Wenn du ganz sicher gehen willst, dann nimm einen namhaften Hersteller (Zeepter, Bombard, Mission-Craft), bezahl den 3-fachen Preis und dann kann gar nichts schief gehen (außer ein genügend großer, spitzer Gegenstand).

Ich hoffe, ich konnte etwas helfen.


----------



## Jeronnimo (15. Mai 2017)

*AW: Angelboot aber wie?!*



allegoric schrieb:


> Die sind im Grunde alle gleich! Für zum Angeln taugliche Schlauchboote fangen in der Regel bei 3,20 an, wenn 2 Mann drauf angeln sollen, wenn man nur alleine die Ruten rausbringt und das ein kleiner See ist, reichen auch 1,80 (Flo) oder alles über 2m. Ein "ordentliches Schlauchboot mit Aluboden" wiegt 45kg bei 3,20m Länge. Das muss man erstmal bewältigen.
> 
> Gibt 3 Bodenformen: (Festrumpf) Latte, Alu, Hochdruck
> 
> ...



Tja eben genau leider nicht!
Denn das ist, genau wie ich in meinem Anfangstread geschrieben habe nicht das was ich will!

Den sorry auch wenn das jetzt hart klingt: ich will nicht wissen was Ihr wann wo vor dem Gibskrieg für ein Boot gekauft habt und super zurecht gekommen seit etc. und wann Ihr es für wie viel wieder verkauft habt. 

Denn wenn Du meinen Tread gelesen hättest, wüsstest Du das es nicht um einen lahmen Tümpel geht sondern um ein fließendes Gewässer und da langt mir eben nicht das pinke Schauchboot aus dem Supermarkt auf Malle für 19,99 im Sommer Spezialangebot 

Ich hätte gerne einen Laden mit echten Menschen drin. 

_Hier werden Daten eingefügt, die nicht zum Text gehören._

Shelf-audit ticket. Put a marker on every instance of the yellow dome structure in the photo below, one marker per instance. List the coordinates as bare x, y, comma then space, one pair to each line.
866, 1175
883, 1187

Und ja auch wenn es dann das dreifache kostet und nur der Name sich ändert (was auch absoluter Blödsinn ist) aber dann ist es eben so. 
Und ja ich weiß bzw. ich habe gelesen angesehen und zugehört was die Unterschiedlichen Böden Materialien aufbauten etc so können und machen. 

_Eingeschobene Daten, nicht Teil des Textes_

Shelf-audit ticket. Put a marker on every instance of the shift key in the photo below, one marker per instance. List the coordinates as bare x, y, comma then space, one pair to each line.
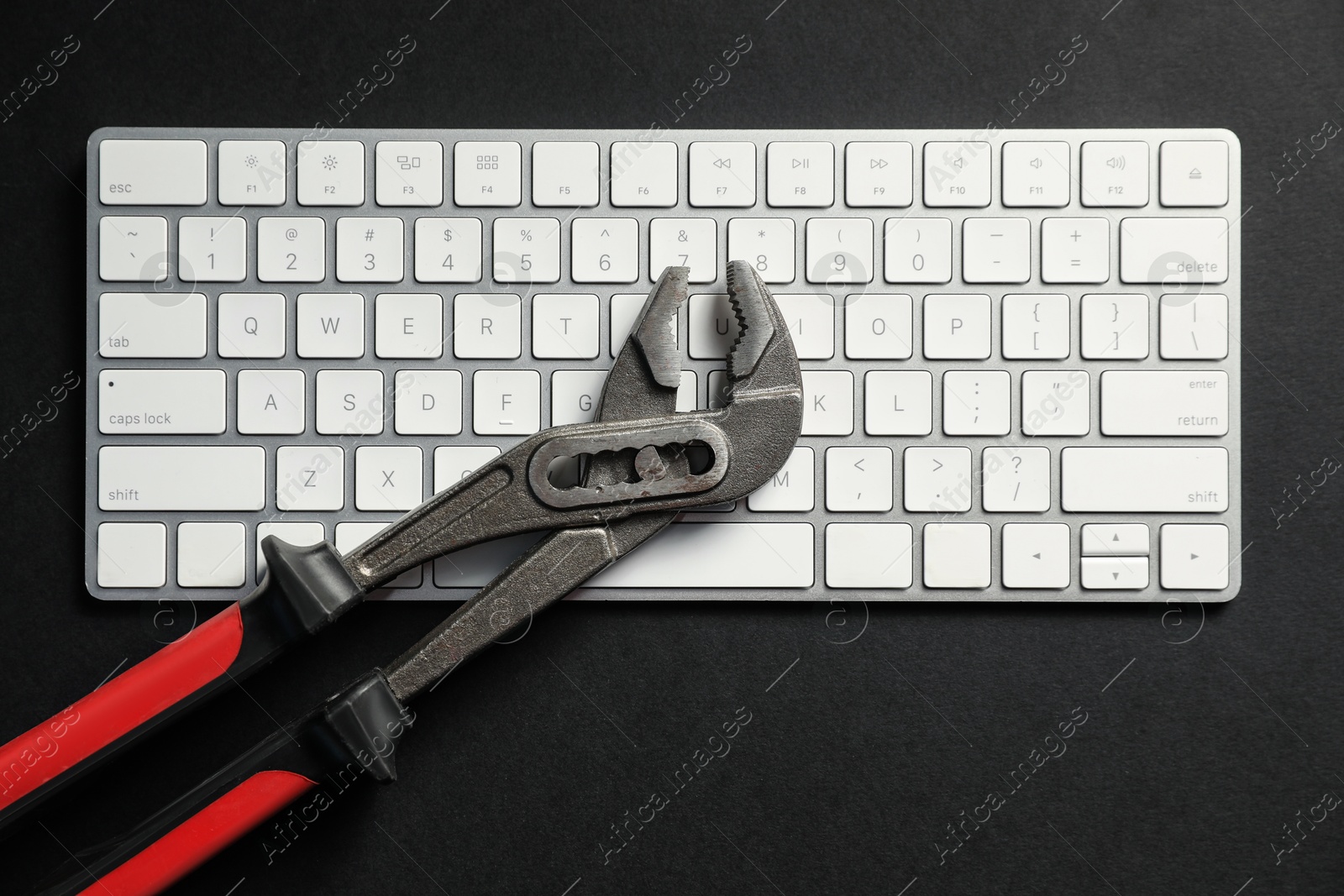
174, 477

Ändert aber nichts daran, dass ich gerne einen Laden hätte.
Nur einen Laden. Keine Erfahrungsberichte, kein Schlauchboote sind eh blöd etc. nur einen Laden.

Und wenn mir jetzt jeder sagt: gibts nicht ok dann gibt es das eben nicht mehr. 

Petri


----------



## warrior (15. Mai 2017)

*AW: Angelboot aber wie?!*

Hallo,
Schau mal bei naturebaits, ist bei dir ums Eck
Gruß


----------



## bike44rot (15. Mai 2017)

*AW: Angelboot aber wie?!*

Hallo,

habe mal mit deiner Postleitzahl "Tante Google" bemüht und da sind in erreichbarer Nähe schon ein paar echte Läden.

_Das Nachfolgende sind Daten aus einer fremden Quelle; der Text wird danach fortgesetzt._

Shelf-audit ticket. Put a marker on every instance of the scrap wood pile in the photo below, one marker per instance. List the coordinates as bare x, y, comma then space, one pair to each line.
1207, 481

z.B. http://www.bootsmarkt-dauster.de


----------



## Jeronnimo (15. Mai 2017)

*AW: Angelboot aber wie?!*

Hallo Bike, 

Danke! Den schau ich mir gleich morgen an:vik:


----------



## Jeronnimo (15. Mai 2017)

*AW: Angelboot aber wie?!*



warrior schrieb:


> Hallo,
> Schau mal bei naturebaits, ist bei dir ums Eck
> Gruß



Danke Warrior,

Die haben aber eben auch "nur" einen web Shop.

Viele Grüsse


----------



## -Nasenmann- (15. Mai 2017)

*AW: Angelboot aber wie?!*

Ansonsten evtl mal auf den einschlägigen Messen rumtreiben...


----------



## argon08 (15. Mai 2017)

*AW: Angelboot aber wie?!*

https://www.freizeit-shop-frankfurt.de/


----------



## maxum (16. Mai 2017)

*AW: Angelboot aber wie?!*

https://olbermann.de/

zwar in Köln aber ich als Berliner bin da auch extra hin um anfassen zu können und mich beraten zu lassen. Und ja da stehen Boote noch und nöcher.


----------



## allegoric (16. Mai 2017)

*AW: Angelboot aber wie?!*



Jeronnimo schrieb:


> Tja eben genau leider nicht!
> Denn das ist, genau wie ich in meinem Anfangstread geschrieben habe nicht das was ich will!
> 
> Den sorry auch wenn das jetzt hart klingt: ich will nicht wissen was Ihr wann wo vor dem Gibskrieg für ein Boot gekauft habt und super zurecht gekommen seit etc. und wann Ihr es für wie viel wieder verkauft habt.
> ...




...und genau weil ich deinen Thread gelesen habe, schrieb ich es genau so hin. Würdest du "ein richtiges Boot" suchen, würde ich dir einen Vor-Ort-Kauf empfehlen. Bei Schlauchis ist das aber sooo schnuppe.... Vergleich doch mal ein Bombard, Zeepter und Co. Selbst auf den Bilder sieht man doch schon, dass der Grundaufbau der gleiche ist. Interessant wird es doch erst mit Festrumpfboden, was aber für dich eh nicht in Frage kommt.


----------



## Jeronnimo (16. Mai 2017)

*AW: Angelboot aber wie?!*



allegoric schrieb:


> ...und genau weil ich deinen Thread gelesen habe, schrieb ich es genau so hin. Würdest du "ein richtiges Boot" suchen, würde ich dir einen Vor-Ort-Kauf empfehlen. Bei Schlauchis ist das aber sooo schnuppe.... Vergleich doch mal ein Bombard, Zeepter und Co. Selbst auf den Bilder sieht man doch schon, dass der Grundaufbau der gleiche ist. Interessant wird es doch erst mit Festrumpfboden, was aber für dich eh nicht in Frage kommt.



Hallo allegoric,

Im Grunde ist es doch ganz einfach, hast du eine Antwort auf meine ursprüngluche Frage?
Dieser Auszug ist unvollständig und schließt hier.